Amy also developed her own related research question that could be examined using the same data acquired by the Schroeder Center for on-going research on healthcare utilization and recessions. Amy was interested in the effect of unemployment on the volume of emergency room inpatients and devoted many hours in the lab exploring this relationship.
Working with large hospital discharge data sets from Florida proved to be a challenge. Amy wrote extensive code using the statistical analysis software package STATA to decipher trends in the data. She said “the files are so huge it takes days to run the program, even when the code is broken up across computers. It taught me the importance of checking my work!”
The recent recession and high unemployment rates make Amy’s research at the Schroeder Center a valuable contribution. She believes that her experience at the Schroeder Center sharpened her data manipulation and statistical analysis skills – abilities that will be helpful to her in graduate school. Amy says, “I can write code in STATA so much faster now, so I know it will save me a lot of time in the future.”
Amy received a prestigious Regents Fellowship from the University of California, Berkeley and is currently working toward a Ph.D. in Economics.
Dan Robinson ‘12
Undergraduate Research Fellow Explores the Impact of Health Provider Integration on Quality of Care
In recent years there has been significant growth in physician-hospital integration (PHI). Increasingly, fewer physicians own their own medical practice while the percent of medical practices owned by hospitals has more than doubled. This type of vertical integration has the potential to greatly impact healthcare costs, utilization, and quality.
Dan Robinson (Economics and Neuroscience) spent his summer researching the impact that vertical integration can have on the healthcare sector. Specifically, Dan questioned whether physicians who own their own practice perceive that they deliver a higher quality of care to their patients.
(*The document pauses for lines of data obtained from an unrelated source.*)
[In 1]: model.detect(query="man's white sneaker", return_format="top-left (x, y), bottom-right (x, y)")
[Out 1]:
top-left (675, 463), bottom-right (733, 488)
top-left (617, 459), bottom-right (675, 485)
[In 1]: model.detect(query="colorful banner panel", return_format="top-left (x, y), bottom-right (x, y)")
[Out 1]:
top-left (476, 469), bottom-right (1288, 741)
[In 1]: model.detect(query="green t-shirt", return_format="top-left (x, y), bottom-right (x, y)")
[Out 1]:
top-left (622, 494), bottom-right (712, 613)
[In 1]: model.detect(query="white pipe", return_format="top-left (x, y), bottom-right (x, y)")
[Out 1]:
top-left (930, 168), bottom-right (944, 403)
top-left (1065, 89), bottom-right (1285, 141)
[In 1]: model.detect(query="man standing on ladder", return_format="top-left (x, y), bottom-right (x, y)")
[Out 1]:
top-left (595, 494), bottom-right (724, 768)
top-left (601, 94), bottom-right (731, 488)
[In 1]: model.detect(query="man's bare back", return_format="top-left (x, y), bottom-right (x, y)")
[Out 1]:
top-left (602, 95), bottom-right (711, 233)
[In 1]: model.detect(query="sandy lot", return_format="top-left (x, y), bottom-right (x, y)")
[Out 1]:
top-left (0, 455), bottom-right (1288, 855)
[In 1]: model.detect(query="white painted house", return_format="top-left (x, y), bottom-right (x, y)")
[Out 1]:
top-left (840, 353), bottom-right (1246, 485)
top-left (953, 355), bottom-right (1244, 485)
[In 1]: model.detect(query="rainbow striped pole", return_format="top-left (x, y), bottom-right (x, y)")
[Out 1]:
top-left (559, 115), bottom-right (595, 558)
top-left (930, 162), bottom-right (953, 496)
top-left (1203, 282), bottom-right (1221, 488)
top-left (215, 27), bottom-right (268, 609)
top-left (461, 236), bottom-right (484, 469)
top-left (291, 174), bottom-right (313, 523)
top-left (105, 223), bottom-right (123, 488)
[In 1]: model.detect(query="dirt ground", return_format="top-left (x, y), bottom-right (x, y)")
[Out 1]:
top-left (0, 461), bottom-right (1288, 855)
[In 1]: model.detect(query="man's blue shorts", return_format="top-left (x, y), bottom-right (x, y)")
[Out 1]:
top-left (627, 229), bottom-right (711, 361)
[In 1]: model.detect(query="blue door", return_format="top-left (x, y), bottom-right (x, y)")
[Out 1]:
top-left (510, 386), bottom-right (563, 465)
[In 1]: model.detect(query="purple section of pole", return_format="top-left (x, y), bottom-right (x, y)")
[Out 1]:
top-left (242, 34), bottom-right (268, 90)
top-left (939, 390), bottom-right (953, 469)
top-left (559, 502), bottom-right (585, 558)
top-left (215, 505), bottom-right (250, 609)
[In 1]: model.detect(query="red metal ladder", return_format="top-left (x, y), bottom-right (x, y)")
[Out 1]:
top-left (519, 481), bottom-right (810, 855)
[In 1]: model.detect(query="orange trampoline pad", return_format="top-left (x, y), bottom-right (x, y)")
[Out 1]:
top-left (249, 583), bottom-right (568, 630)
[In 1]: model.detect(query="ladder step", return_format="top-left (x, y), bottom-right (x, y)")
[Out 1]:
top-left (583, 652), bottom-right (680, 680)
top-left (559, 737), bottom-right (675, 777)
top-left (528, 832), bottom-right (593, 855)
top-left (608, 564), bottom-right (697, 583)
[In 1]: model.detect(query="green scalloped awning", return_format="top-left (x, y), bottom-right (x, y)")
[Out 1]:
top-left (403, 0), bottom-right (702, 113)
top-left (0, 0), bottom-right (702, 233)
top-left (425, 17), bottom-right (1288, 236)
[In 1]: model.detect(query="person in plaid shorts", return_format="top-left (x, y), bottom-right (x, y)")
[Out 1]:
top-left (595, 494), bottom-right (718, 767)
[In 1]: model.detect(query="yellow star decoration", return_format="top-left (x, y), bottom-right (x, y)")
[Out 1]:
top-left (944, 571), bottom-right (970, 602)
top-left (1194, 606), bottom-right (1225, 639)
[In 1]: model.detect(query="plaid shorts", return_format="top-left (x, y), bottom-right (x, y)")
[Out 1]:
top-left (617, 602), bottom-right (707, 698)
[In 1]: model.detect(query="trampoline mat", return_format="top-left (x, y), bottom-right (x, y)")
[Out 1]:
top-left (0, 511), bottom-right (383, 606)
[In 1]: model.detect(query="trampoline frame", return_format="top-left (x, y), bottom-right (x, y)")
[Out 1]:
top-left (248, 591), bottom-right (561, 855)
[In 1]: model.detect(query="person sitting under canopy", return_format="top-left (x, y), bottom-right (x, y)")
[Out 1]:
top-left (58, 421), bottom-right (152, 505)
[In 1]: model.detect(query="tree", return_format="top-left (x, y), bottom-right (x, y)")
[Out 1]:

Dan used the statistical analysis program Stata to evaluate data from the Agency for Healthcare Quality and Research, the Community Tracking Physicians Survey, and the American Hospital Association Annual Hospital Survey to find answers to his research questions. Learning the ins and outs of the program was a valuable experience for Dan after being just briefly introduced to Stata in an econometrics course.
Dan also compiled an extensive literature review on physician-hospital integration exploring its causes, effects, and how it is empirically measured. The literature review will be used to aid current and future Schroeder Center research. Dan says, “being able to find and digest relevant research is an invaluable, marketable skill.” Dr. Mellor, who mentored Dan, commented, “Dan's writing evolved so much over the summer... he really learned to write like a researcher. It takes practice to learn how to read a research study. Knowing what to look for and what details matter really helps to communicate study findings in your own words. Dan also picked up a lot of useful data handling skills that could serve him well in future data-intensive projects.”
Whatever his future, Dan knows his enhanced skills in research and statistical analysis will prove helpful in his future endeavors.
Dan is curerntly working at Cornerstone Research in Washington, D.C.